Does Valentine’s Day make you think about marriage? If you need one more reason to take that step, consider that Uncle Sam may already have a wedding gift for you—a marriage bonus in the form of lower taxes.
To see if this marriage bonus applies to you, check out the Tax Policy Center’s updated Marriage Bonus and Penalty Calculator. It compares federal income taxes owed by couples if they remain single partners or if they get married.
The current federal individual income tax is designed to give most couples a marriage bonus, or at least not financially penalize them for marrying. Except for those with the highest incomes, tax brackets for married couples filing a joint return are twice as wide as those for single returns. And the standard deduction for married couples is twice that for single filers.
This means that if two singles with significantly different earnings marry and then file jointly, more of the couple’s combined earnings will fall into a lower tax bracket (with a lower income tax rate) than if each filed a separate return as a single taxpayer. Two singles with similar earnings, however, typically pay the same federal income tax, whether they marry and file jointly or remained unmarried and file two income tax returns as single taxpayers.
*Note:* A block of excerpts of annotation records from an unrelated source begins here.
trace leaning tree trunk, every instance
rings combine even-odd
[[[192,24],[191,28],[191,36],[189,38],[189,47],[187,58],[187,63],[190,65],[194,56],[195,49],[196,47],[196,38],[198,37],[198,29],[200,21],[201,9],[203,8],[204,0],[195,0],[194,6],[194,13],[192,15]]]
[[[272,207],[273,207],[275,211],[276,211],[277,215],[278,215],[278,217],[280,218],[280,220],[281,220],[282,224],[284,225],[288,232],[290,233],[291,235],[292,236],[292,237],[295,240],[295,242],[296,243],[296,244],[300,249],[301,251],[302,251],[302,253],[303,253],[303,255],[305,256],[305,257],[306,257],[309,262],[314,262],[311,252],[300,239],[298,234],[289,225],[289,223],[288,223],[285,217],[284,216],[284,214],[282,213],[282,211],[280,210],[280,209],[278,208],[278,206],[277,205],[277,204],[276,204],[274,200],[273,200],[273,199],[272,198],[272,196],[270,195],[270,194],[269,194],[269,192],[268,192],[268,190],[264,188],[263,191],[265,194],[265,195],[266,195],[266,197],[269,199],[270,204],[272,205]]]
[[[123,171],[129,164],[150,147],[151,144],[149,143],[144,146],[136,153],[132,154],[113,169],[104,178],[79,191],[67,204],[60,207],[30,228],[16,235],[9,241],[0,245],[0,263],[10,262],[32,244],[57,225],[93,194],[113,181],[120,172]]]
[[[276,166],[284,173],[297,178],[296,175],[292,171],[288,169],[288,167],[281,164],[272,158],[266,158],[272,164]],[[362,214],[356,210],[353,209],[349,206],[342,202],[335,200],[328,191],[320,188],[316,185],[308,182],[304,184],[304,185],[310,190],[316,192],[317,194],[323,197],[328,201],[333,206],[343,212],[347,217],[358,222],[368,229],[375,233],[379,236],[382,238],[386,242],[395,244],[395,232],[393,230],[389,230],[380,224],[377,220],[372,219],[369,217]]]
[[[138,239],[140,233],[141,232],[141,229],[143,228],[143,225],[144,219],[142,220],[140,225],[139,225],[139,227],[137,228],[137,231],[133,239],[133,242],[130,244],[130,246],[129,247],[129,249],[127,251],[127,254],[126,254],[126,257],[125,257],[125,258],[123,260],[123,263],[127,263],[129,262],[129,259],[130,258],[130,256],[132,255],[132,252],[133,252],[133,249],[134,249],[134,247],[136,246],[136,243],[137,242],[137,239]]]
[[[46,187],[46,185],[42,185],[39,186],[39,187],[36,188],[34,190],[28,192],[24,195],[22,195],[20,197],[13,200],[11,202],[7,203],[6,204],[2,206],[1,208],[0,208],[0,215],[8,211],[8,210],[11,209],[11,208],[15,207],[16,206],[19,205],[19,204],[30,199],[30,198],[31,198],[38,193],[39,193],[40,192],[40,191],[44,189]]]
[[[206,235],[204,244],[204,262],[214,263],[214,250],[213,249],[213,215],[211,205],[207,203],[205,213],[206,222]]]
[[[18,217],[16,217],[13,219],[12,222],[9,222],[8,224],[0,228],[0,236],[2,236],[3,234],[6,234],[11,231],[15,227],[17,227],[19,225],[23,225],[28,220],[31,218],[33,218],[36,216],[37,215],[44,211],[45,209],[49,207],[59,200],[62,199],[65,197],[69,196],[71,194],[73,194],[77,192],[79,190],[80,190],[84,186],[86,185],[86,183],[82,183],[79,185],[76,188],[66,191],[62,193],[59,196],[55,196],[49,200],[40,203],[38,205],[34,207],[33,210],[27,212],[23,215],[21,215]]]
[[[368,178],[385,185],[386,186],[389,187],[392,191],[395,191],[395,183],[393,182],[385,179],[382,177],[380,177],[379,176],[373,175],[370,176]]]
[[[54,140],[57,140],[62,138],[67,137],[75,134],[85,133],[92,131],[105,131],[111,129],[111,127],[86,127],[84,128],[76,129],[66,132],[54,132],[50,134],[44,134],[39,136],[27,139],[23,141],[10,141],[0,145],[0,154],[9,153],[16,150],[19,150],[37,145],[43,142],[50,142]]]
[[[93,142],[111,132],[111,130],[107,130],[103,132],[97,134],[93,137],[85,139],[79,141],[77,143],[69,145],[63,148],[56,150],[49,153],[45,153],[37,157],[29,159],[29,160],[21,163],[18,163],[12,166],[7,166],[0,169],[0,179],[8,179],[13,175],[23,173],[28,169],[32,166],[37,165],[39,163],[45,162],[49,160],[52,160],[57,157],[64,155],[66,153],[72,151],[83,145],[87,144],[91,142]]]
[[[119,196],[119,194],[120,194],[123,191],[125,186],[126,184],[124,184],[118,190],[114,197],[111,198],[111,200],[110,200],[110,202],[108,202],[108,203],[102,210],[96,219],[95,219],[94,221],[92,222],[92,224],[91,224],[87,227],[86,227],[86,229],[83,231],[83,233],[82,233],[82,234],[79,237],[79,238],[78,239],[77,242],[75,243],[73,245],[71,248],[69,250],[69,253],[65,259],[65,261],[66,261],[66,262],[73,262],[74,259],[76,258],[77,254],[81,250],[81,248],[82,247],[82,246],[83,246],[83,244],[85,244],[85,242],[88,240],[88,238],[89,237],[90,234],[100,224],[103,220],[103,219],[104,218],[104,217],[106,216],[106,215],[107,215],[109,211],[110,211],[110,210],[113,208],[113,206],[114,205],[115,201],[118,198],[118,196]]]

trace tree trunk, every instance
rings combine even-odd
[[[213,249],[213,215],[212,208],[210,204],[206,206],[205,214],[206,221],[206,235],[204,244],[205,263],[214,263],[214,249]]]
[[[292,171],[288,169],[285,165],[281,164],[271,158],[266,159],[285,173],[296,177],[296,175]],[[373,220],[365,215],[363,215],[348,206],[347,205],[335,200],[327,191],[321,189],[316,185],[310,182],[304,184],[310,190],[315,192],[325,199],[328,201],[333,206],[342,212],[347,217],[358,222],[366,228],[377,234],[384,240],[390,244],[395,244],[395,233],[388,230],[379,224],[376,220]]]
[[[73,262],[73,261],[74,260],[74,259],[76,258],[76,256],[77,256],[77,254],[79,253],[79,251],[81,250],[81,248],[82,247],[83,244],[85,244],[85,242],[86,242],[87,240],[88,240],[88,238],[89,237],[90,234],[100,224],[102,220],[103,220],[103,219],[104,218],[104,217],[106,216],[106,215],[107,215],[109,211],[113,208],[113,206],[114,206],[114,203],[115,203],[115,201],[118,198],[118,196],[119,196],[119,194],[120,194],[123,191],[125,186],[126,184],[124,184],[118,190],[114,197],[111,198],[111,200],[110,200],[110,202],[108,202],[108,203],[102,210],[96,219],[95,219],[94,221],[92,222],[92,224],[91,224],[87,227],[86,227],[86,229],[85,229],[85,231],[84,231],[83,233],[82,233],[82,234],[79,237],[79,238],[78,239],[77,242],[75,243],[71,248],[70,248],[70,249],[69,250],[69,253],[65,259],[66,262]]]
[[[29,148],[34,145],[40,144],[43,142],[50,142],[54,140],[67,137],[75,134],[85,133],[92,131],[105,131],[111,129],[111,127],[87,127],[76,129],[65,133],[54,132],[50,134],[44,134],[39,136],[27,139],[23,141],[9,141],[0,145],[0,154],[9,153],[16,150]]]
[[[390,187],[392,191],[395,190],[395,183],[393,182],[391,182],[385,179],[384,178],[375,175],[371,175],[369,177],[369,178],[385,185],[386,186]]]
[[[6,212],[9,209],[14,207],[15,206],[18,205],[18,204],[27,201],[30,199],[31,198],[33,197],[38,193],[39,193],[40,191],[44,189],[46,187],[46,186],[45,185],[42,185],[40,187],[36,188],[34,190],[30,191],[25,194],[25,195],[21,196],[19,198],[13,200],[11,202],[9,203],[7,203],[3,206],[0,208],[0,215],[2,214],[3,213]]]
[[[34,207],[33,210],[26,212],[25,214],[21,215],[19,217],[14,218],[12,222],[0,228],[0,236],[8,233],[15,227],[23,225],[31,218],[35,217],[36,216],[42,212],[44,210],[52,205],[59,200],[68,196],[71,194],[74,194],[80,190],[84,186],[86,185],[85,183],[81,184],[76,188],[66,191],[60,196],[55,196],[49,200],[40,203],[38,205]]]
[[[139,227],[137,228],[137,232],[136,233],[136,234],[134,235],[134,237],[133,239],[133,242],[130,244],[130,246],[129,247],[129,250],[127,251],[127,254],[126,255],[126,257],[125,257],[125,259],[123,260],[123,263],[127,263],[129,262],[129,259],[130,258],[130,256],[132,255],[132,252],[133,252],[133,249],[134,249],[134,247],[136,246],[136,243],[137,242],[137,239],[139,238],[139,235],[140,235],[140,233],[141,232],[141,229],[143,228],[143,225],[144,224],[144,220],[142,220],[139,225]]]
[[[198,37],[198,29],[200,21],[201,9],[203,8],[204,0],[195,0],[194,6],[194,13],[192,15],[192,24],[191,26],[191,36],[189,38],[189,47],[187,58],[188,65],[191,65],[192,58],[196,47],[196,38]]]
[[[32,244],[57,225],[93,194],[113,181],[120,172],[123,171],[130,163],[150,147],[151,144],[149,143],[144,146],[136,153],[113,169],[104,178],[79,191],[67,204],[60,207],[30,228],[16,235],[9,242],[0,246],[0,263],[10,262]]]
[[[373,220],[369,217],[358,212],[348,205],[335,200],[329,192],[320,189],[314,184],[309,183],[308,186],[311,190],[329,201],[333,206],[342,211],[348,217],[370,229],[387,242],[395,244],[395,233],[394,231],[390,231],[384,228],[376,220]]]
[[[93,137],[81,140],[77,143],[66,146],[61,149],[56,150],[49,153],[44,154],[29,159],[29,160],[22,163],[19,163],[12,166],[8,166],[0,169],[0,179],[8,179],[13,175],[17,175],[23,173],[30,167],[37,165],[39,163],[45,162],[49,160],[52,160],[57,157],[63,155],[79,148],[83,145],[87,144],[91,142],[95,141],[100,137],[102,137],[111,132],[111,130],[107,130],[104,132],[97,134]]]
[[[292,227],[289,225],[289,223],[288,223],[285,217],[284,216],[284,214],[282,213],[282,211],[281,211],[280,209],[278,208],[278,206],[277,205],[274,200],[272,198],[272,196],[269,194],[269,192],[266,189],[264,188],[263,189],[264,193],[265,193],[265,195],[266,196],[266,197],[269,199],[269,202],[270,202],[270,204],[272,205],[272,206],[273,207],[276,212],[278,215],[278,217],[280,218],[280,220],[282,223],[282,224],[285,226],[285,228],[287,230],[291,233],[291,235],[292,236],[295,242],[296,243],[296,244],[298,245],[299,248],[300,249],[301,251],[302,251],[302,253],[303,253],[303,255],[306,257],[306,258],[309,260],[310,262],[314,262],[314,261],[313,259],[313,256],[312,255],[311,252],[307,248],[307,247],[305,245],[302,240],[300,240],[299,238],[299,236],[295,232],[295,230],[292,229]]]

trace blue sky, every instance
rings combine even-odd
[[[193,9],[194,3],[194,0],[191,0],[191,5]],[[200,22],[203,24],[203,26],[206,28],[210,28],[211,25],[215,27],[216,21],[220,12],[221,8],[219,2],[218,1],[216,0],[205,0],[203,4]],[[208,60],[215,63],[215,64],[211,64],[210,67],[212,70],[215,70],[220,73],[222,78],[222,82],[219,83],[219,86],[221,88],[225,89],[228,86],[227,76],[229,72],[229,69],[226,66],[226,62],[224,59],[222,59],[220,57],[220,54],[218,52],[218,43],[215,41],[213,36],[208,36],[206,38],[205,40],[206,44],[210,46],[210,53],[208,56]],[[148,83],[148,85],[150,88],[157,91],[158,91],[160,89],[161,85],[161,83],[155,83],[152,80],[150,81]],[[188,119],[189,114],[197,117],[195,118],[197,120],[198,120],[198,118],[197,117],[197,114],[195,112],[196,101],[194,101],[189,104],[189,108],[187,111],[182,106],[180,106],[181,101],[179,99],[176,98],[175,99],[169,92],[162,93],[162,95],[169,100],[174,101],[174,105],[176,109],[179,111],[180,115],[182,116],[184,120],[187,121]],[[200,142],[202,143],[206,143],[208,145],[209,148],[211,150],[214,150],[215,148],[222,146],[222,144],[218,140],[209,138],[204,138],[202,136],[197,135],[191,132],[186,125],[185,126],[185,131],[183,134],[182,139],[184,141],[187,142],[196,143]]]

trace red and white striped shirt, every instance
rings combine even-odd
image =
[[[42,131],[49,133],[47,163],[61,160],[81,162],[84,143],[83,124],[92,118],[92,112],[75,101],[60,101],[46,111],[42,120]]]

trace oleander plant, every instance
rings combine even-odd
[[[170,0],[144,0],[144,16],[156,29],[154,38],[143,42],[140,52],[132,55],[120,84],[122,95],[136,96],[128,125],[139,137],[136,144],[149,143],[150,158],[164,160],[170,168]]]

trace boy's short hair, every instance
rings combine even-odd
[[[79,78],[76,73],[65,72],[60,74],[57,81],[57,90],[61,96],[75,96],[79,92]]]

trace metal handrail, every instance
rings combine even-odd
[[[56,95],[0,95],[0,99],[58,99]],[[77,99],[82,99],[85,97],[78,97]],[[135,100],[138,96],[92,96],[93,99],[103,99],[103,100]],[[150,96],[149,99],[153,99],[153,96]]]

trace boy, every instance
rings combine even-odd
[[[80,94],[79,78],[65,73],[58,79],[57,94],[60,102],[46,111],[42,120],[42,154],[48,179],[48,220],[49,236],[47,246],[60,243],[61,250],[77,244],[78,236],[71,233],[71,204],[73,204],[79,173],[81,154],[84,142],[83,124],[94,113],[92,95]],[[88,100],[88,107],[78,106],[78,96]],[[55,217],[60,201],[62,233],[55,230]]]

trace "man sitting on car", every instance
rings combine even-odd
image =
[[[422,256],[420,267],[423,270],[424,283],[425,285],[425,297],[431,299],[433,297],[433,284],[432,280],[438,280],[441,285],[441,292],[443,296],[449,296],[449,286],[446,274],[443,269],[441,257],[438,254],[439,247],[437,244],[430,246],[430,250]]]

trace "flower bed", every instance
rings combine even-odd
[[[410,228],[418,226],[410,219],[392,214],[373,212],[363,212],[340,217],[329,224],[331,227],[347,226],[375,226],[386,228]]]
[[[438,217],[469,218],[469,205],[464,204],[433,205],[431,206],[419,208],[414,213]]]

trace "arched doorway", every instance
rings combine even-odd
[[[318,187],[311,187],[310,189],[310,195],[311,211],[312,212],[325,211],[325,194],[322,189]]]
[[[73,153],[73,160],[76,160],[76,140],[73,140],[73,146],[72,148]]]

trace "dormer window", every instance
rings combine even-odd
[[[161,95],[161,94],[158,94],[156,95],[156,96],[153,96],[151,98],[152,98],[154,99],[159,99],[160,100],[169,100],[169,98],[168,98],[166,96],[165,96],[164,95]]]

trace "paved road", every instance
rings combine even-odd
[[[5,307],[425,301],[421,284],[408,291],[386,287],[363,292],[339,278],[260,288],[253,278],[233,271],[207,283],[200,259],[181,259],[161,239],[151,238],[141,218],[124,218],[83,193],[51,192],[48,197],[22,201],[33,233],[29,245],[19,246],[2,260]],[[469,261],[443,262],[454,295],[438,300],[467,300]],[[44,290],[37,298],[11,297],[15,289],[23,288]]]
Though less common, some high-income couples with combined income over $600,000 may pay a marriage penalty because the highest tax brackets are less than twice as wide for married couples as for single filers. This is most likely to happen where the spouses have similar earnings.
If a couple itemizes their deductions rather than taking the standard deduction, they may be better off filing two single returns rather than marrying and filing a joint return, depending upon how their combined income and deductions are distributed between them. This is particularly true if the individuals claim a deduction for state and local taxes (SALT) because the same $10,000 annual deduction limit applies to joint and single tax returns, effectively doubling the limit for the unmarried couple who file two single returns.
As always, children change everything—including the taxes you pay. An unmarried parent who lives with their children can file as a head-of-household. Tax brackets are wider for this filing status than for single filers, but not as wide as they are for joint returns of married couples. The standard deduction for head-of-household filers is larger than the standard deduction for singles, but smaller than for joint filers.
As a result, an unmarried couple with children is more likely to pay higher taxes if they marry and file jointly than if they stay single and one partner files as a head-of-household and the other files as a single taxpayer.
The earned income tax credit (EITC) further complicates the situation for lower-income working couples with children because—like other refundable tax credits—it phases out as income rises. If one partner qualifies for the EITC but the other earns enough to disqualify the couple from the credit, the qualifying partner could be better off staying single—at least when it comes to paying taxes.
The Marriage Bonus and Penalty Calculator can help you sort through these complicated calculations. If you’d like to learn more about marriage bonuses and penalties and see some examples, you can also visit the Tax Policy Center Briefing Book entry: What are marriage penalties and bonuses?
But remember, marriage is about more than money. Really.